Friday, June 15, 2012

Two (retractable) Roofs (and a Third?)





In April of 2012, we executed a small walkway covering at 24 Sunder Nagar. In April 2010 we executed a small outdoor courtyard covering at 540 Khel Gaon. Two projects, with essentially similar briefs, separated by 24 months.

The Outdoor Room (as I like to call it) in Khel Gaon, would arguably be my first built project, and so holds a certain dearness. It was built, with a team of masons, and small-time steel fabricators. The design hinges on two half –vault roofs in tensile fabric – one sliding over the other, and the use of sliding channels -one right way up, and one upside down! It was another experience to make drawings for someone untrained to read drawings that would enable him to fabricate and construct a complicated sequence of production and assemblies in steel, glass, bamboo-mat, stone, and engineered tensile fabric. And a roof  moved with manually operated sliding mechanism.  A kit of available parts, some modified and then assembled.

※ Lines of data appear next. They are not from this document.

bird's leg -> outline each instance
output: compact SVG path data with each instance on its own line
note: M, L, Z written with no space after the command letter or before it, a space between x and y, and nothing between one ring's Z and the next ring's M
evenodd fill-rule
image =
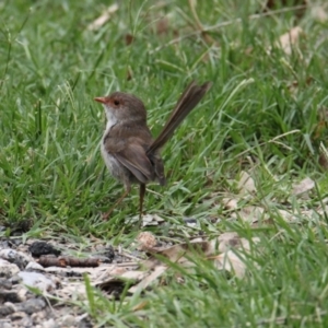
M140 184L140 190L139 190L139 220L141 220L141 216L142 216L142 207L143 207L144 194L145 194L145 185Z

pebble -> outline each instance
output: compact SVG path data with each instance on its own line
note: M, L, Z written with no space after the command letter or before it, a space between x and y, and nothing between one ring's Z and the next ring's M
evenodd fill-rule
M58 328L59 326L56 324L56 321L51 318L47 321L45 321L42 326L43 328ZM68 327L72 327L72 326L68 326Z
M16 265L0 258L0 277L9 279L20 272L20 268Z
M45 271L45 268L37 262L31 261L25 268L25 271Z
M20 312L32 315L38 311L42 311L46 307L46 302L43 298L31 298L20 304L16 304L16 307Z
M56 288L52 280L38 272L19 272L17 276L23 280L22 283L39 289L43 292L51 291Z
M21 270L25 269L30 261L33 261L33 258L30 257L27 254L11 248L1 249L0 258L16 265Z

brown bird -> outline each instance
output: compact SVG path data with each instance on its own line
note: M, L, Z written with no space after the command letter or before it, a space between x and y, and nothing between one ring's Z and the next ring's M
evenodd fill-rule
M107 117L101 144L102 155L112 175L120 180L126 189L109 211L103 214L105 220L130 192L131 184L140 185L139 215L141 218L145 185L150 181L159 181L161 186L166 184L164 164L160 154L161 148L200 102L211 84L207 82L197 85L192 81L181 94L155 140L147 126L144 105L138 97L115 92L105 97L94 98L103 104Z

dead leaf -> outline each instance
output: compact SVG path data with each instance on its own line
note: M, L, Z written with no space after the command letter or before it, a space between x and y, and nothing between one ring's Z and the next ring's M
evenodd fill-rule
M314 4L311 9L311 15L320 23L327 22L328 20L328 14L323 4Z
M238 201L232 198L223 198L222 203L226 210L236 210L238 208Z
M243 262L241 255L237 256L233 250L220 254L213 258L218 270L226 270L235 273L236 277L243 278L245 276L246 266Z
M102 13L101 16L98 16L95 21L89 24L87 30L96 31L101 28L110 19L110 15L115 13L117 10L118 10L118 4L117 3L112 4Z
M304 192L307 192L312 190L315 187L315 181L311 179L309 177L306 177L298 184L293 185L293 191L292 194L295 196L302 195Z
M157 241L156 237L150 232L142 232L137 237L138 241L138 249L139 250L149 250L156 246Z
M138 216L139 218L139 216ZM159 225L165 220L157 214L145 214L142 216L142 226Z
M254 179L245 171L241 172L241 178L239 178L239 181L238 181L238 189L241 190L241 194L256 192L256 187L255 187Z

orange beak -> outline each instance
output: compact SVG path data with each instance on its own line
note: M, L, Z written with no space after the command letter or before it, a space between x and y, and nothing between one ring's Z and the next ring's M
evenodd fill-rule
M96 97L96 98L94 98L94 101L96 101L98 103L102 103L102 104L106 103L106 98L105 97Z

The Walkway Canopy at 24 Sunder Nagar, is just what its name says – a covering over a walkway. It covers a walkway, 21 feet long, from a gate to a front door, on the southern edge of a garden. This covering too moves, but more like an accordion, the 6 segments of fabric, each riveted to a central spine, (when collected to one side) droop and collapse into a neat little collection hanging below a quiet stainless steel archway.  When stretched, the single cable that holds the covering suspended over the walk almost completely disappears. The covering feels more like a soft green vault –umbrella, floating  gently in a garden.

But what makes the walkway covering a triumph of sorts, is not that it was made, but how it was made**.It isn’t always hard and sweaty and blood- drawing work.

The first time around at Khel Gaon, on a much simpler assembly, it took six weeks of site visits almost every day to get it right. A painful period of directing, convincing, and most of all overcoming the mason’s staunch refusal to do things in ways he had not done before. And a lot of sweat in the April sun.

The second time around, was a set of drawings, weekly site visits to a small shanty, where things were cut shaped and fabricated. And after 4 weeks of this, a truck loaded. A kit of parts dispatched to site, and assembled there, from scratch to working retractable walkway canopy in 9 hours flat.



That is why it is something you want to write home about. Things can be done, they take a little blood and sweating (the first time around), but they get better with practice. And once you have proved the point, a reluctant mason and doubting fabricator can become willing and keen collaborators to hair-brained, but awfully interesting design interventions. And then, when the opportunity presents itself, you can take the idea even further, (wait till you see our entry to the Jaipur ISBT Competition). Ideas grow!



**Having used the same team on other occasions, post the roof in Khel Gaon, I realized one could get a little more adventurous. Here though it was not out of choice, but necessity. Considering the brief’s explicit requirement for no columns, and as little interference in the garden, the only options was to attach to existing structures, the gate and the house itself. And use a spine between them as the mainstay. Sliding on a cable is an easy enough idea, till you discover a) you do not get grooved pulley wheels in 3 inch diameters, with in built sealed ball-bearings (these were made out of Royal Enfield axle bearings, with steel bushes mounted on them and lathed), b) you do not get assemblies to hang spines from the cable, c) Well I could go on, but the point being, everything, barring the cable, and the turn-buckles, every single component was customized.